Organizations appear to be more involved in measuring performance on traditional parameters. Appraisal system has been often criticised for being too ritualistic, excessively documentation-oriented, and following many practices/steps which sometimes defeat the very purpose of appraisals. Due to such reasons, performance appraisals often fail to achieve the real objectives which are development of organisational, team, and individual capabilities.
HR Guru Josh Bersin wrote in his latest released book Irresistible: “The performance-appraisal process is often like a set of handcuffs for management. This old-fashioned approach was designed for a different era. What I’ve learned from my research is that this process is only useful when your goal is to shrink the company and reduce costs. In every other business situation, it causes problems…In my 45 years as an employee, I probably sat through 40 or more of these uncomfortable meetings, and I can remember only one that truly gave me inspiration or help to do better. In almost every case, I felt the process was a waste of time, a disappointing conversation, or a meeting that left me walking out of the office wondering if I really wanted to continue to work at the company.”
As such, organisations need proactive performance management interventions. The ultimate goal of performance management in organisations is to facilitate conditions under which individuals, dyads, and teams perform best so that the organization may deliver the best results in the context of its short-term as well as long-term objectives. The process has to be ongoing, continuous, and in alignment with the strategic goals of the organisation.
Father of modern HR Dave Ulrich wrote, “Accountability matters. Without personal and public accountability, people don’t improve and organizations do not meet expectations. This means focusing much less on appraisal as a bureaucratic, annual process, and much more on performance accountability where leaders hold positive conversations with employees, mutually establish expectations, link expectations to consequences, implement accountable reward systems, and follow up on performance.”
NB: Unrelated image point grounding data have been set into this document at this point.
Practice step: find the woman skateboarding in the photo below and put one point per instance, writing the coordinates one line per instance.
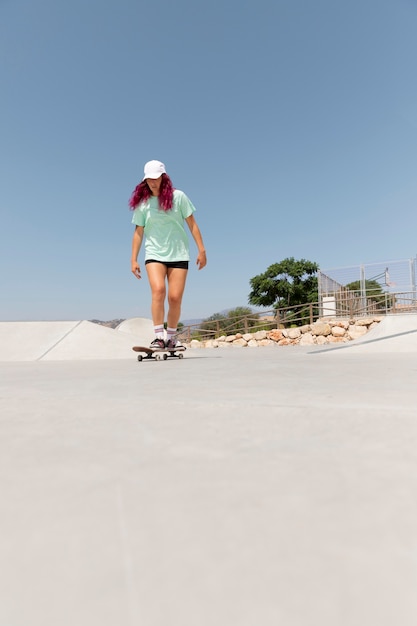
(159, 213)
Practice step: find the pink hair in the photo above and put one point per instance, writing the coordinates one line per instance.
(142, 193)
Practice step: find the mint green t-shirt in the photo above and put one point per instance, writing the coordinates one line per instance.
(165, 236)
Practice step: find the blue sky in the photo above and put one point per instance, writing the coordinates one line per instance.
(291, 125)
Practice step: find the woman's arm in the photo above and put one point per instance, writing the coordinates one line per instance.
(195, 231)
(136, 244)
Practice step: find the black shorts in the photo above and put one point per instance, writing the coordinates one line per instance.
(182, 265)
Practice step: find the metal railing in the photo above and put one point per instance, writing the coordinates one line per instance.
(345, 304)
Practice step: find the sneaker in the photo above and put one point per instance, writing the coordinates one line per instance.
(157, 343)
(173, 344)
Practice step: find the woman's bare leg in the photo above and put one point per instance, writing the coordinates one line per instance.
(176, 284)
(157, 273)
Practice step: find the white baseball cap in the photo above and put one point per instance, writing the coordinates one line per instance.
(154, 169)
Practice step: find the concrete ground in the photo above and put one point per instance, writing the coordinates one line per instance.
(236, 487)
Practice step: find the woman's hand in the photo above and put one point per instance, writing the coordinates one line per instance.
(136, 269)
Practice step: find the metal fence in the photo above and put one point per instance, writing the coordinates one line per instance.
(386, 287)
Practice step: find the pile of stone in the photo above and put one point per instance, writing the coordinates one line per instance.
(323, 331)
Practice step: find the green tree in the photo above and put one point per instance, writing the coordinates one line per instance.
(285, 284)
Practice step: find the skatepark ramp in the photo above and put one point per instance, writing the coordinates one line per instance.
(71, 340)
(395, 333)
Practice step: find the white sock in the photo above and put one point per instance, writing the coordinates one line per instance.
(159, 331)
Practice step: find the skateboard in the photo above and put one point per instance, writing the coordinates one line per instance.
(160, 354)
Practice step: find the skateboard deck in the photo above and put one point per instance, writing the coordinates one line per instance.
(160, 354)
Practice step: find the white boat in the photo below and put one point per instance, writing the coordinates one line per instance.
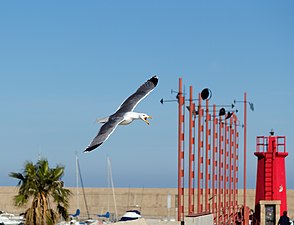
(10, 219)
(131, 215)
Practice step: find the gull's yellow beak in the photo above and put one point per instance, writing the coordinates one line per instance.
(146, 121)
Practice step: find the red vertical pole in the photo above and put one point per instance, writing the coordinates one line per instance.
(214, 166)
(225, 169)
(181, 154)
(235, 181)
(246, 219)
(191, 153)
(220, 175)
(230, 168)
(200, 129)
(206, 155)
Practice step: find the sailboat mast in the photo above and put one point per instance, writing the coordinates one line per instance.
(112, 186)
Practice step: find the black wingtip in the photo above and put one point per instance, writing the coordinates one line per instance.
(90, 148)
(154, 80)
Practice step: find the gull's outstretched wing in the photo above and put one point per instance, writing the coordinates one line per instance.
(105, 131)
(131, 102)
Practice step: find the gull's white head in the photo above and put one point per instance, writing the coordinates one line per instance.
(144, 117)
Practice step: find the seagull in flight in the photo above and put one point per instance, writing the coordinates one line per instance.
(124, 115)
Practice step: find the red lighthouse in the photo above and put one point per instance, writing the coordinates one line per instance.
(271, 196)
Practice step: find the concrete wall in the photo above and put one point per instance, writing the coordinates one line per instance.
(152, 202)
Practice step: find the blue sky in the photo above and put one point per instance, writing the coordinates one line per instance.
(66, 63)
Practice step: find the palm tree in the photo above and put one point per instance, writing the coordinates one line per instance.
(43, 186)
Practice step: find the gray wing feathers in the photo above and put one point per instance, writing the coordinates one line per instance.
(104, 132)
(127, 106)
(131, 102)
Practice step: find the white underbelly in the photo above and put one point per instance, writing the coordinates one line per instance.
(126, 122)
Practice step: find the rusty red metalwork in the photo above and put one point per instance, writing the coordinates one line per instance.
(216, 157)
(271, 172)
(191, 187)
(181, 138)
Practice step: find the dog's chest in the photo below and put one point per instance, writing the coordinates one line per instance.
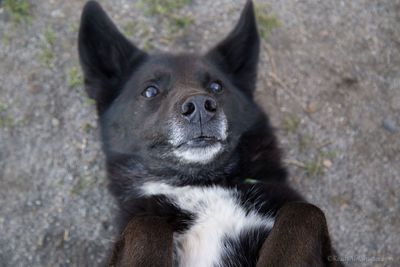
(218, 216)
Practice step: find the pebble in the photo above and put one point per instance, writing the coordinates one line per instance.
(55, 122)
(311, 107)
(389, 125)
(327, 163)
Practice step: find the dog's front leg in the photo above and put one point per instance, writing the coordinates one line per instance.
(145, 241)
(299, 238)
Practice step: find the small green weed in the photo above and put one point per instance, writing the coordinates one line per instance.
(74, 77)
(290, 124)
(19, 10)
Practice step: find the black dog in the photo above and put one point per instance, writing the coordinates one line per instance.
(192, 160)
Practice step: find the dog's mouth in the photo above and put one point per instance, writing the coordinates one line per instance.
(200, 142)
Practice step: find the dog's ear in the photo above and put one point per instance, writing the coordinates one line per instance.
(106, 56)
(237, 54)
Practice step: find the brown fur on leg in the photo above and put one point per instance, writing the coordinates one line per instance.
(299, 238)
(145, 241)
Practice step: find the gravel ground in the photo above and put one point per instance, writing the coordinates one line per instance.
(329, 78)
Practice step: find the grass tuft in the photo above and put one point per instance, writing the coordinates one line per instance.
(163, 7)
(266, 21)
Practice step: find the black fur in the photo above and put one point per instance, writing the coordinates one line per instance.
(135, 130)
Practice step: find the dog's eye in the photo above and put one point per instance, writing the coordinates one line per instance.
(150, 92)
(215, 87)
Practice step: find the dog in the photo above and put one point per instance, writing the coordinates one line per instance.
(192, 160)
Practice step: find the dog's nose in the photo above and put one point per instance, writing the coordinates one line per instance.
(199, 108)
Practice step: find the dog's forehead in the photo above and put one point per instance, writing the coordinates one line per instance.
(183, 68)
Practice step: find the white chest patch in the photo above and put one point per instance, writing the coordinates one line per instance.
(218, 215)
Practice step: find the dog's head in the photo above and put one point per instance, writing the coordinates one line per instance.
(170, 109)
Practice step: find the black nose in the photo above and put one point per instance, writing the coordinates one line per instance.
(199, 108)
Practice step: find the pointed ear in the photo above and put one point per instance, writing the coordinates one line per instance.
(106, 56)
(238, 53)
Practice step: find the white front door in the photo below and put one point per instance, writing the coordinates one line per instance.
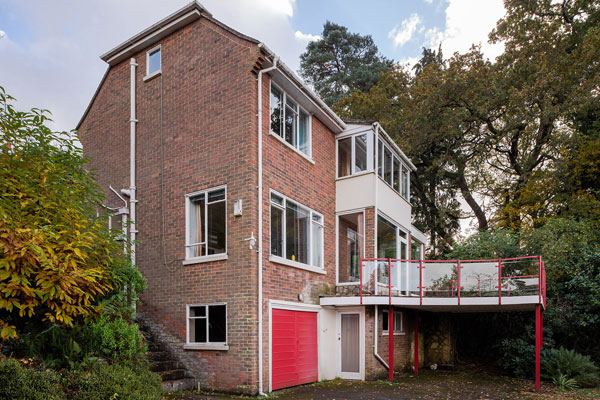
(351, 343)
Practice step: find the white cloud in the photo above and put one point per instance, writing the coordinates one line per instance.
(58, 66)
(306, 37)
(403, 33)
(467, 22)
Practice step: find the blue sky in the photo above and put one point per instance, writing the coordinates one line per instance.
(49, 49)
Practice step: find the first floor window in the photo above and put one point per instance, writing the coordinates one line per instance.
(398, 327)
(289, 121)
(207, 323)
(206, 223)
(296, 232)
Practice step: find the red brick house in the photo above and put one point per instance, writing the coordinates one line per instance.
(257, 214)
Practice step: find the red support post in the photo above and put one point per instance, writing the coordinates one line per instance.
(361, 265)
(391, 328)
(416, 353)
(538, 342)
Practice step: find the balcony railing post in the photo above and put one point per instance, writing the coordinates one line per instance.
(499, 281)
(390, 279)
(540, 278)
(421, 282)
(458, 267)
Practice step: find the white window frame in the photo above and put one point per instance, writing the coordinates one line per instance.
(283, 258)
(188, 204)
(158, 71)
(403, 167)
(281, 136)
(386, 332)
(370, 158)
(207, 345)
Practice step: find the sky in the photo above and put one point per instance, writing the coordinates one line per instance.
(49, 49)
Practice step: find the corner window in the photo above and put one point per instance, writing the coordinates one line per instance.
(153, 61)
(393, 171)
(296, 232)
(398, 323)
(206, 220)
(354, 154)
(289, 121)
(207, 324)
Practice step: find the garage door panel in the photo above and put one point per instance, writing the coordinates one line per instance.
(294, 351)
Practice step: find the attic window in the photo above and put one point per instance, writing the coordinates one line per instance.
(153, 62)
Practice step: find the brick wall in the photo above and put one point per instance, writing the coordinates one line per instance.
(208, 98)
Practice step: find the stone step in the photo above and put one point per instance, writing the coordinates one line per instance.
(164, 365)
(173, 374)
(158, 356)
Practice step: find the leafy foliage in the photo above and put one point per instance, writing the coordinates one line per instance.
(341, 62)
(562, 365)
(58, 260)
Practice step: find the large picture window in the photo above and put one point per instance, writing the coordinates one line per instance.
(296, 232)
(206, 222)
(207, 324)
(289, 121)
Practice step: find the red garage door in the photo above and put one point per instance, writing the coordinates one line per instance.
(294, 352)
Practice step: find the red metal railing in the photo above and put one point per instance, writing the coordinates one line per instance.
(515, 277)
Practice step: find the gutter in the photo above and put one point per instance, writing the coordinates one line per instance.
(260, 227)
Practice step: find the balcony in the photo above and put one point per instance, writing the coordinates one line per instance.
(510, 284)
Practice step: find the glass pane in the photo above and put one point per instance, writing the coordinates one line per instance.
(350, 245)
(198, 330)
(386, 239)
(384, 317)
(217, 324)
(297, 221)
(344, 157)
(303, 143)
(360, 153)
(199, 311)
(276, 110)
(317, 245)
(396, 180)
(196, 229)
(350, 343)
(440, 279)
(216, 228)
(276, 199)
(380, 157)
(276, 231)
(290, 125)
(387, 164)
(154, 62)
(216, 195)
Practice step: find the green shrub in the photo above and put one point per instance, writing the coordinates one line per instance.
(18, 383)
(571, 365)
(104, 381)
(117, 340)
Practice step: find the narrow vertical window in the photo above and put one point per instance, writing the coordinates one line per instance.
(206, 223)
(153, 60)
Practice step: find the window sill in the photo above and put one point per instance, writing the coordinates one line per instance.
(307, 158)
(152, 75)
(203, 259)
(296, 264)
(341, 178)
(211, 346)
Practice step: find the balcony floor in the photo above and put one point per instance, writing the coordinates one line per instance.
(441, 304)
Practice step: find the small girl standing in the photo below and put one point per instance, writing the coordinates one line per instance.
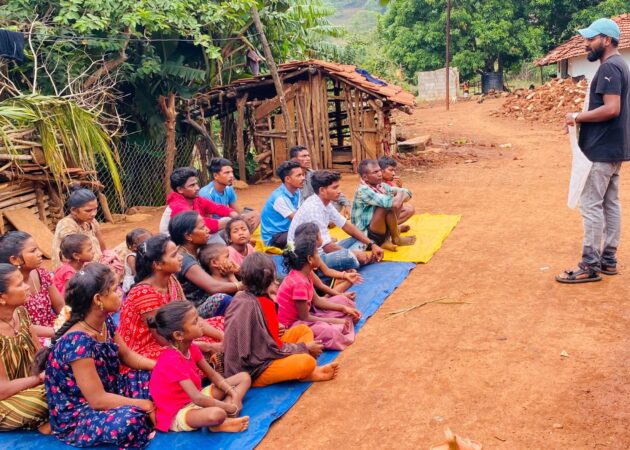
(91, 403)
(44, 301)
(330, 319)
(181, 403)
(238, 237)
(133, 240)
(76, 251)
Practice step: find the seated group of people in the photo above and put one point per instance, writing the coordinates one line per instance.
(203, 316)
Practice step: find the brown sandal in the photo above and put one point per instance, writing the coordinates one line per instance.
(455, 442)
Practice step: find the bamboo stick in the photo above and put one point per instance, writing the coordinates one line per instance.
(41, 204)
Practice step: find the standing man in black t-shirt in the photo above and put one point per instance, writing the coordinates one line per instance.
(605, 140)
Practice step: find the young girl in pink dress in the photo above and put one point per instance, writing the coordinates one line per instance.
(76, 251)
(331, 319)
(44, 301)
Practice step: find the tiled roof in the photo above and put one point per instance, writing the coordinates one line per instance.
(346, 73)
(575, 46)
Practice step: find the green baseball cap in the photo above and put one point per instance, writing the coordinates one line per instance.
(606, 27)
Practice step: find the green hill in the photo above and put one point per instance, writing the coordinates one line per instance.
(356, 13)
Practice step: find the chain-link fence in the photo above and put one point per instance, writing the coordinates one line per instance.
(142, 166)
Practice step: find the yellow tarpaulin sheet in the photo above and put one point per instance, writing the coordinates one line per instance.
(430, 230)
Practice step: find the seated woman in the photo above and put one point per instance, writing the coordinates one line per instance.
(157, 262)
(43, 301)
(90, 402)
(255, 342)
(181, 403)
(210, 296)
(330, 319)
(22, 396)
(83, 206)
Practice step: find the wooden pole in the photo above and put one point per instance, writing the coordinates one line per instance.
(448, 43)
(240, 129)
(288, 123)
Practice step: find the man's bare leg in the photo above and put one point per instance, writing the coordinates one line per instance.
(392, 226)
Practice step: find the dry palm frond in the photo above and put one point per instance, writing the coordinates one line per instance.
(441, 301)
(70, 135)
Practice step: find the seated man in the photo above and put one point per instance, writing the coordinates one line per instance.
(185, 197)
(220, 190)
(378, 208)
(303, 157)
(281, 205)
(318, 209)
(388, 166)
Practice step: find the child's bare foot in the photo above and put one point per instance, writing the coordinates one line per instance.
(388, 245)
(405, 240)
(324, 373)
(236, 425)
(45, 428)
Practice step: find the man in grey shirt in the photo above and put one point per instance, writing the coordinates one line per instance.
(303, 157)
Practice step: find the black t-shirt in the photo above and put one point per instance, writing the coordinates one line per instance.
(608, 141)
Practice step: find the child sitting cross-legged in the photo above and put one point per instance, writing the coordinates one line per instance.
(338, 281)
(215, 259)
(181, 403)
(257, 343)
(331, 319)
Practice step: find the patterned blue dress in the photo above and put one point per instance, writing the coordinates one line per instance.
(72, 419)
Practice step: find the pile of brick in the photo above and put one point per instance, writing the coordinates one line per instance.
(547, 103)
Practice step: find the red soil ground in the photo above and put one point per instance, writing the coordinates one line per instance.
(490, 368)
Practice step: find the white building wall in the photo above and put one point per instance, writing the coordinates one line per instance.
(579, 65)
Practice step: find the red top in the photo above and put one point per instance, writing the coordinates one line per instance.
(144, 298)
(178, 203)
(165, 388)
(39, 306)
(61, 277)
(271, 317)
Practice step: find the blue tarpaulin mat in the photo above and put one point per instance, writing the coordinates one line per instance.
(262, 405)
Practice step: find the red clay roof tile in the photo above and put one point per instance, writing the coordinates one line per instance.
(575, 46)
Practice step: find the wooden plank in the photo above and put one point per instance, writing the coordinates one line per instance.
(23, 219)
(279, 144)
(41, 204)
(324, 124)
(240, 129)
(268, 106)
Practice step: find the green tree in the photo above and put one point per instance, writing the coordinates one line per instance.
(485, 36)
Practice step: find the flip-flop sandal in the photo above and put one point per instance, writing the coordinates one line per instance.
(572, 276)
(455, 442)
(609, 270)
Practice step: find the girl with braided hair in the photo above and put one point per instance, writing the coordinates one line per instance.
(22, 395)
(90, 402)
(331, 319)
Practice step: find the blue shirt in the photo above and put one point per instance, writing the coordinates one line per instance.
(274, 218)
(227, 198)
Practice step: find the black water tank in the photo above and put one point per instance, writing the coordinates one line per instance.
(491, 80)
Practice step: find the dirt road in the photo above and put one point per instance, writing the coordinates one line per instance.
(490, 368)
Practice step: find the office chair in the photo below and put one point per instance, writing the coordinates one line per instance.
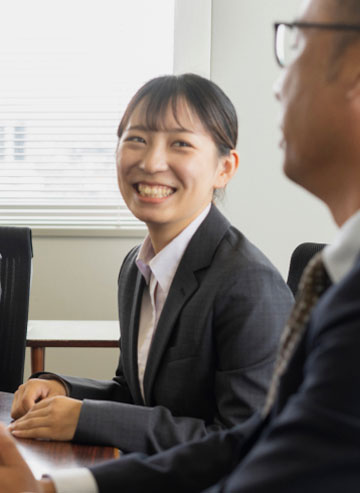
(15, 272)
(299, 259)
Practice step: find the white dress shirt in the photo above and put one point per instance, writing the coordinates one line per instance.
(158, 271)
(341, 255)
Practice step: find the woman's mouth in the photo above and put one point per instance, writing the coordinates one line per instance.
(154, 191)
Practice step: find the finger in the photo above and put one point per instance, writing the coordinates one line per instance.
(31, 420)
(9, 454)
(24, 400)
(42, 432)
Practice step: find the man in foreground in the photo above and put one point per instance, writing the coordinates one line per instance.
(308, 437)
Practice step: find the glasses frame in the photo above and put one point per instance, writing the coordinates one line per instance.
(310, 25)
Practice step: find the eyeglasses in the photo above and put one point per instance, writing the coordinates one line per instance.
(289, 43)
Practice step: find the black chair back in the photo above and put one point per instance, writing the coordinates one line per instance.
(15, 272)
(299, 260)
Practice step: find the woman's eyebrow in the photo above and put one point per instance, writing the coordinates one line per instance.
(144, 128)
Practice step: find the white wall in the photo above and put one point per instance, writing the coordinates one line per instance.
(272, 212)
(75, 278)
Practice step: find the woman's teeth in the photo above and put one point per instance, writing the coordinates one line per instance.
(155, 192)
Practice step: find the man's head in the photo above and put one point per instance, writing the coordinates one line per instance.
(320, 95)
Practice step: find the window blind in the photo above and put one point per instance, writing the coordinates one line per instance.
(61, 99)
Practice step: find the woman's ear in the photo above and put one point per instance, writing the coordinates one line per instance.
(227, 168)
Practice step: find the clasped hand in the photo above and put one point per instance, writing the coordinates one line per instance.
(42, 410)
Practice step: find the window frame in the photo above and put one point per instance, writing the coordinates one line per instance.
(192, 53)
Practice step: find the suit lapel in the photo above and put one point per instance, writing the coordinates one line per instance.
(129, 342)
(198, 255)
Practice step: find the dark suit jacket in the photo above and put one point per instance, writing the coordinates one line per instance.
(311, 441)
(212, 353)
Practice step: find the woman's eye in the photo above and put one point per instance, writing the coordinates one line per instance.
(181, 143)
(135, 138)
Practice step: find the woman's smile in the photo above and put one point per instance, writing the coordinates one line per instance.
(154, 191)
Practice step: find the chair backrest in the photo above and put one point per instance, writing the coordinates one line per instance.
(15, 273)
(299, 260)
Research on engagement and performance has demonstrated that employees’ aspirations for career development & growth are higher on priority than salary. Performance management with a proactive perspective would involve setting performance expectations/goals/KPIs & KRAs (as well as competencies required for the same). Then it requires check-ins between manager and team which may involve one-to-one discussions on work progress & facilitators and inhibitors (both organisational and individual).
Further, the process may involve goal-related feedback. Performance feedback would involve monthly or quarterly reviews of progress along with constructive, positive, and relevant data-driven evidence-based feedback. In all this while, the boss is supposed to act as a coach providing support and exploring possibilities by asking the right questions. Further, performance reviews would involve annual reviews which are more formal with a rating and development plan involving job rotation or growth through internal mobility planning. In proactive performance, the critical areas are regular check-ins, constructive feedback, and coaching.
Coaching would involve asking the right questions and providing insights on self-exploration & unlocking potential for employees and giving them support and strength in the direction they are progressing and a belief that the work environment facilitates development of talent.
Performance management of future may involve tapping internal experience and organisational knowledge by encouraging learning through experience involving job rotation and facilitation of cross-functional exposure through assignments/projects. After all, what matters is performance development through performance accountability so what has to be encouraged is accountability and not measurement.